Italian organised crime groups such as the Calabrese ‘Ndrangheta’, which at the moment is considered the most dangerous and widespread of the Italian mafias (the other main ones being ‘Cosa Nostra’, the ‘Camorra’ and Apulian organised crime), are present in many countries worldwide. The ‘Ndrangheta’ has the capacity to traffic large quantities of narcotics and brokers prices directly with the producers. The profits made on drugs trafficking are typically laundered and infiltrated into different business areas and local economies. Although the profit generated by Italian organised crime is difficult to quantify, estimates assess the ‘Ndrangheta’ alone has an income of 44 billion euros a year, 62% of which derives from drug trafficking, mainly cocaine.
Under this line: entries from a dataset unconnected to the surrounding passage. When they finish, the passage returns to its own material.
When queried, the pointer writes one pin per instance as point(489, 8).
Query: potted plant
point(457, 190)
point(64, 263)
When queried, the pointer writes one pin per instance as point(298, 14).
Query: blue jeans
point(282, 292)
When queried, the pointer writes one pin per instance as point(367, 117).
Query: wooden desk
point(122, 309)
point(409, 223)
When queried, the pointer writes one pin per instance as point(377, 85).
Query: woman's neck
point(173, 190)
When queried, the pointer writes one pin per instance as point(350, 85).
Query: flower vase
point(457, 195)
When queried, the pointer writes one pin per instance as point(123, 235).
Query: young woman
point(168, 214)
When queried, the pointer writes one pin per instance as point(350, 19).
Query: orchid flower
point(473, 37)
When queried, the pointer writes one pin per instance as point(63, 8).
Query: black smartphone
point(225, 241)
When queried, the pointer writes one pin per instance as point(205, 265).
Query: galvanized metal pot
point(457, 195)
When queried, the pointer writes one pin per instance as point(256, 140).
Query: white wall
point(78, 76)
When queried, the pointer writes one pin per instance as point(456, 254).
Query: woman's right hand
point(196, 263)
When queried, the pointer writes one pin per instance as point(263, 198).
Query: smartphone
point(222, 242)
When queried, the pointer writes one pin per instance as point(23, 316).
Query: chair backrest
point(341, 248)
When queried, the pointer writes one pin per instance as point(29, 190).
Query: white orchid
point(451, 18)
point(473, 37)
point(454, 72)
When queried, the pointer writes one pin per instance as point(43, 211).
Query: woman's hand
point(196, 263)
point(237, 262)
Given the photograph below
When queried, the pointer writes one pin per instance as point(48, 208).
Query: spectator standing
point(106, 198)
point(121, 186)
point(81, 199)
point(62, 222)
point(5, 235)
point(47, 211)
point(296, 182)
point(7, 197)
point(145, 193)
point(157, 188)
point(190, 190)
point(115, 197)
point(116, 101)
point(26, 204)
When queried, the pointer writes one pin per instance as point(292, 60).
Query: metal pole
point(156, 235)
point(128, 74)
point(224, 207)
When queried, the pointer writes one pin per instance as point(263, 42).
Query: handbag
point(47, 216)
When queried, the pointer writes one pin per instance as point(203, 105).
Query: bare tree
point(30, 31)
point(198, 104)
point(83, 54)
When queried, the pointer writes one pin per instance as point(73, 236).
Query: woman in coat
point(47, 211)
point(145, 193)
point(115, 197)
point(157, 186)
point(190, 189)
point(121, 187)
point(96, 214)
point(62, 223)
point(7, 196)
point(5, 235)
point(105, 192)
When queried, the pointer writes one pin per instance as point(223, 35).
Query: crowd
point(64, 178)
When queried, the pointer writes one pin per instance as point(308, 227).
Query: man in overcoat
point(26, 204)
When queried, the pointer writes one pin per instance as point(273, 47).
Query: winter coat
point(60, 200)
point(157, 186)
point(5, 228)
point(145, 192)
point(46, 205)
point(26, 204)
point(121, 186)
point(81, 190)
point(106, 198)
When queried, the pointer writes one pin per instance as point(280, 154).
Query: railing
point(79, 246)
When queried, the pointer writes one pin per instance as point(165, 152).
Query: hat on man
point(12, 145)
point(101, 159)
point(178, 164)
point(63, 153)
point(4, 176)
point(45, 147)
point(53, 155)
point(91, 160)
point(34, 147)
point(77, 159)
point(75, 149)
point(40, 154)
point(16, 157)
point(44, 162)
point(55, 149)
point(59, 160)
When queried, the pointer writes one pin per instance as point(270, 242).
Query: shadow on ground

Several bilateral worldwide initiatives have been taken to tackle Italian organised crime, however no joint initiative has ever been launched to fight against this form of crime in a comprehensive and systematic way. Europol is embracing this challenge and this expert meeting was the first step towards the establishment of a dedicated platform for this crime area, which in popular terms is known as ‘Italian Mafia’
“I am pleased that the Italian authorities have asked us to host this important meeting in order to discuss how we can develop coordinated measures to give us better tools to challenge and dismantle mafia organisations. This meeting is also in line with initiatives by the European Parliament’s Special Committee on Organised Crime, Corruption and Money Laundering (CRIM) and it pleases me that we are complementing the committee’s important work,” says Rob Wainwright, Director of Europol.
The CRIM committee, chaired by MEP Sonia Alfano, was set up in March 2012. The committee focuses on organised crime, including mafias, which are seen as a real threat to the security and freedom of European citizens. In a recent report from the CRIM committee, drafted by MEP Salvatore Iacolino, it was proposed to give assets confiscated from mafias back to society.